A friendly voice at last, Conroy inwardly rejoiced to see DS Alan Miller striding up the incline. Miller’s long shanks made short work of the rough vegetation wetly draping the cutting’s banks which in some places obscured the trodden pathway.

‘Thank God, you’ve come,’ said Conroy his podgy cheeks grinning like a hamster. ‘Is DI Coppnull here?’

‘Yeah, he’s just talking to that Super over there by the fire engine.’ Miller stretched out an arm. ‘Got him?

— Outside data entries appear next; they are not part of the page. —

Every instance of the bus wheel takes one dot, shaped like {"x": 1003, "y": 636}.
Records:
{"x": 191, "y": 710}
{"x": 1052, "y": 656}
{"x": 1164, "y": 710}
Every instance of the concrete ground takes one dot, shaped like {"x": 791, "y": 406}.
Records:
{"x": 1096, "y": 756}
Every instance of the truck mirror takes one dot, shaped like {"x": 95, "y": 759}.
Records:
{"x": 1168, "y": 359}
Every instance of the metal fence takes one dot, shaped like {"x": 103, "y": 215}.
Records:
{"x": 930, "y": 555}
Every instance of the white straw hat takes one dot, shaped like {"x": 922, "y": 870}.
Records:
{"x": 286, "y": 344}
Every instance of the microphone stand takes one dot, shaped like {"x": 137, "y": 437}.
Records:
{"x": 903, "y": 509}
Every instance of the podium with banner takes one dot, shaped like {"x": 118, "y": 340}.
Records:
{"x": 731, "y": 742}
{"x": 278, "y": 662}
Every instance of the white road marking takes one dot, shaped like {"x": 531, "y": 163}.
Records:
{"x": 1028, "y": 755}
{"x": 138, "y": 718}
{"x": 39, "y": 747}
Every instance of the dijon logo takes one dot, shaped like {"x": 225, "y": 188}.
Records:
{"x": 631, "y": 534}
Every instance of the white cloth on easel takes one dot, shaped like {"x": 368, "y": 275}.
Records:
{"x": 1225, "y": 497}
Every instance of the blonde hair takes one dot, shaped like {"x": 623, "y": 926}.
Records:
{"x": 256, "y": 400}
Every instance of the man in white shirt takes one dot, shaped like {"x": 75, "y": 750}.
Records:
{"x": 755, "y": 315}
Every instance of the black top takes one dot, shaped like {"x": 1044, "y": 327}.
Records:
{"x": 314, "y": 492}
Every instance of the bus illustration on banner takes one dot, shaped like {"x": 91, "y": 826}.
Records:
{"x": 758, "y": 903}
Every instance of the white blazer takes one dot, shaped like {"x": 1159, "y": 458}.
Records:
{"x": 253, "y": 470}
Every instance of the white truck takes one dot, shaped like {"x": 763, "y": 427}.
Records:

Over there. Clearing our being here to take a shufti. It ain’t our patch let alone our primacy.’

Conroy caught sight of the distinctive bulk of DI Coppenhall kowtowing to the broad shoulders of Larry Sampson-Berne; he let out a sigh of relief.

‘Christ Bill, this is ‘busy’ isn’t it? There’s everybody here but pavement Gestapo and the dog van,’ said Miller, who was knocking the heavy dew off his strides where it was already soaking through. ‘If I’d known it was going to be as wet I’d have brought some wellies.’

‘Hello! Here we go again,’ answered Conroy.

Both men sighed as the familiar mushroom topped TV news van could be seen trying to reverse on to the taped off car park, much to the annoyance of Alec Yarrow whose arm waving was being completely ignored by the van driver.